Quarantine Induced Thoughts
Now more than ever, the thoughts about going out to eat at a restaurant or taking the simple visit to the mall increases by the day and it physically hurts to think about Shake Shack burgers.
Quarantine has induced so many thoughts, thoughts that have never touched my brain in the past before and if they have, they left within a matter of seconds before I went on to focus on something else like that test I really should study for; the annoying screaming coming from the hallway; the memory of the old man at the subway station playing another Elvis song; how good Harry Styles looked that day; or the debate of where the weekend plans with my friends would take place.
Now, I think about the way the drive home is always much faster than the drive to your destination. The way that people telling me they like my hair down only increases my desire to cut it all off. How I’ve been recently craving to learn trapeze and run away with the circus. The easiness of falling into the sad hole of nostalgia with no desire to get out. How the world could be, and the world we’re gonna make.
The people that I’m never gonna see ever again and the people I’ve yet to meet. How laughing with my friends was my favorite sound, how our arguments were theirs, and how we’ve come to absolutely hate the sound of whining and unrealistic planning. The decades of years that await for my arrival– each day getting closer to the next. Will I ever find the secret to love? What’s the real price of emotion? What will be the best years of my life? Have they already passed?
I’ve rewatched The Office for the third time since quarantine started and have made over a dozen different playlists for each different mood I find myself in. I’ve done a lot of realizing, like the difference between listening to music while you’re doing something and just flat out laying in bed solely listening to music. You pick up different things and songs appear to have different meanings depending on what mood you’re listening to it in and what you choose to focus on that day. Is the lyric a metaphor or meant to be taken literally– both producing extremely contrasting definitions.
I’ve picked up a lot of things, too.
I’ve picked up the way my mother’s new favorite word seems to be honey and how each time she calls for me it seems to be something different following the word: Honey fox, Honey bunny, Honey face, Honey pot, Honey pie, Honey baby, and lot’s more like that.
I’ve picked up the way I’ve never felt more love for New York than now and have come to appreciate the city for what it is.
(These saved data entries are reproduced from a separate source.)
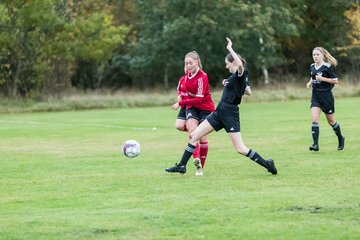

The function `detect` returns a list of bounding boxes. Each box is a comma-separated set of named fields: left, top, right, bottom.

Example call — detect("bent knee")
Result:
left=199, top=135, right=208, bottom=142
left=189, top=131, right=202, bottom=142
left=327, top=119, right=336, bottom=126
left=175, top=125, right=185, bottom=131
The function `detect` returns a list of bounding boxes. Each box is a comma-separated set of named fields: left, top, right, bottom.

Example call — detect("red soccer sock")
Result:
left=199, top=141, right=208, bottom=168
left=192, top=143, right=200, bottom=159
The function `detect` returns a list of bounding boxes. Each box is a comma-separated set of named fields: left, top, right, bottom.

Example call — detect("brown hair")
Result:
left=185, top=51, right=203, bottom=69
left=225, top=53, right=246, bottom=67
left=313, top=47, right=338, bottom=67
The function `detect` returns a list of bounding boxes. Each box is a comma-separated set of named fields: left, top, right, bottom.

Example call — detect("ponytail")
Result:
left=313, top=47, right=338, bottom=67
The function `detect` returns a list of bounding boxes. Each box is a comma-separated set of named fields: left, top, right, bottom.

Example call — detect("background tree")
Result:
left=0, top=0, right=127, bottom=98
left=288, top=0, right=354, bottom=77
left=231, top=0, right=303, bottom=84
left=67, top=0, right=128, bottom=92
left=0, top=0, right=358, bottom=97
left=117, top=0, right=304, bottom=89
left=338, top=1, right=360, bottom=76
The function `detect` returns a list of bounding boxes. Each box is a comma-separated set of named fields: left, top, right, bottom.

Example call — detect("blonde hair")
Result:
left=185, top=51, right=203, bottom=69
left=313, top=47, right=338, bottom=67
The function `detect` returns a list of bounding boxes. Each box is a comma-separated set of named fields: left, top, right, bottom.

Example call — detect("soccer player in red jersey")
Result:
left=171, top=51, right=215, bottom=176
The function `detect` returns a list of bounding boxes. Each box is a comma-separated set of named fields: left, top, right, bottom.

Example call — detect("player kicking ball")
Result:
left=165, top=37, right=277, bottom=175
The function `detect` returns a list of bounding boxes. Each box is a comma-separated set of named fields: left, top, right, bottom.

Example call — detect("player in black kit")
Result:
left=165, top=37, right=278, bottom=175
left=306, top=47, right=345, bottom=152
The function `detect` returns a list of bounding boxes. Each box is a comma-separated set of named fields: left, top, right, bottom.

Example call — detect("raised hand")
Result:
left=226, top=37, right=232, bottom=50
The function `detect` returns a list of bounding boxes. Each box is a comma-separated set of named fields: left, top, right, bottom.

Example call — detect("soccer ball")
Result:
left=122, top=140, right=141, bottom=158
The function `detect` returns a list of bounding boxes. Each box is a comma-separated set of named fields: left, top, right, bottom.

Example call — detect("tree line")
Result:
left=0, top=0, right=359, bottom=98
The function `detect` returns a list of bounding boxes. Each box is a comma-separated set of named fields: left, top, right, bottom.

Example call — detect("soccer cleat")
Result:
left=195, top=168, right=204, bottom=176
left=309, top=144, right=319, bottom=151
left=193, top=158, right=202, bottom=169
left=165, top=163, right=186, bottom=174
left=193, top=158, right=203, bottom=176
left=266, top=159, right=277, bottom=175
left=338, top=137, right=345, bottom=151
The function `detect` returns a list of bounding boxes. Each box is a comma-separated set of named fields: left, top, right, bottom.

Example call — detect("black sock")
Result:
left=179, top=143, right=196, bottom=166
left=246, top=149, right=269, bottom=169
left=332, top=122, right=343, bottom=140
left=312, top=122, right=319, bottom=145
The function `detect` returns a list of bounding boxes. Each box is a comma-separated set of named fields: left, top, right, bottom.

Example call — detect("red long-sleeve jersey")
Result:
left=179, top=69, right=215, bottom=112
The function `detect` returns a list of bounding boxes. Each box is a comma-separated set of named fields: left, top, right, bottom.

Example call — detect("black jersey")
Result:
left=220, top=70, right=249, bottom=105
left=310, top=62, right=337, bottom=92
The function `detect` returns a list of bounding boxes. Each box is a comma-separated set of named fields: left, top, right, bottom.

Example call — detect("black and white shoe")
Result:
left=193, top=158, right=203, bottom=176
left=267, top=159, right=278, bottom=175
left=165, top=163, right=186, bottom=174
left=309, top=144, right=319, bottom=152
left=338, top=137, right=345, bottom=151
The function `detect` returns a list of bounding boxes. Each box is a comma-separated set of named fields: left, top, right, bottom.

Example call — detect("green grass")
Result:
left=0, top=98, right=360, bottom=239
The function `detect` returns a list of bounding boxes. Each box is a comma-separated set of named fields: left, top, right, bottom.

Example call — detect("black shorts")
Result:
left=185, top=107, right=212, bottom=123
left=177, top=107, right=186, bottom=120
left=311, top=90, right=335, bottom=114
left=206, top=101, right=240, bottom=133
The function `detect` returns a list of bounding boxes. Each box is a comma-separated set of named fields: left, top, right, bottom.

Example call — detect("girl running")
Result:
left=306, top=47, right=345, bottom=151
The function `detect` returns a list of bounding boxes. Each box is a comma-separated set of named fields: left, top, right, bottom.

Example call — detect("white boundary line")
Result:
left=0, top=120, right=158, bottom=131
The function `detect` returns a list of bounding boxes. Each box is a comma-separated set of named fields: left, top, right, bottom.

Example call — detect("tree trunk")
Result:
left=10, top=59, right=21, bottom=98
left=262, top=66, right=269, bottom=84
left=164, top=65, right=169, bottom=91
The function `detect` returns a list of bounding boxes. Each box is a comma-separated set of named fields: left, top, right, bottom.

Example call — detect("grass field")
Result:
left=1, top=97, right=360, bottom=240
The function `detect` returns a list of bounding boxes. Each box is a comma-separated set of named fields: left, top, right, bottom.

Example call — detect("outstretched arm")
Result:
left=226, top=37, right=244, bottom=74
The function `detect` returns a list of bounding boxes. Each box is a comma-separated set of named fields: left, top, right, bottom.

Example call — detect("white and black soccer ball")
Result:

Maybe it’s the way I’ve put a lot of thought into moving away and the things that I’ll come to miss or maybe it’s just the way I’ve taken it for granted all these years.
I’ve picked up on the way we all seem to be teachers in life and we teach by either living or slowly dying. I’ve picked up the way the moon will sometimes illuminate my room and the peace that it brings with it and the way rain always seems to make the apartment more homey until you remember that you’re nowhere near the comforting patterns that you’re used to during this pandemic. I hated being in the rain, but now all I wish is be outside and dance with it.
Most of all, I’ve picked up the way everything really does have an affect on how life seems to shape and form you into the individual we all become in the end. Every little moment, every experience, the time period, the people you meet, the people you didn’t meet, your parents, your friends, your teachers, your life. No matter how much you think you have in common with someone, your lives will never be the same and nor will your person.
There’s some things you’ll never come to understand. Some people you’ll only have the pleasure to meet once and never again. Some dreams that you’ll just have to reform because of the circumstances you find yourself in. Some plans that never seem to happen or the way they turn out differently than what you envisioned.
A quarantine that seems like it’s never going to end or the way it has made you think about the world and life you thought you knew. And, of course the way human interaction and emotion have impacted your routine in far more ways than you ever thought.
These thoughts are only the beginning. Yeah, quarantine really sucks, but it has induced more thoughts than I’ve ever had in my lifetime and ultimately, thoughts that have me perceiving life in a completely different way, in a way that I probably would’ve never been able to perceive if it weren’t for being stuck at home for over a month and having nothing but my mind to wander for hours. And I wonder what other places it’ll wander to and the destinations where others have arrived.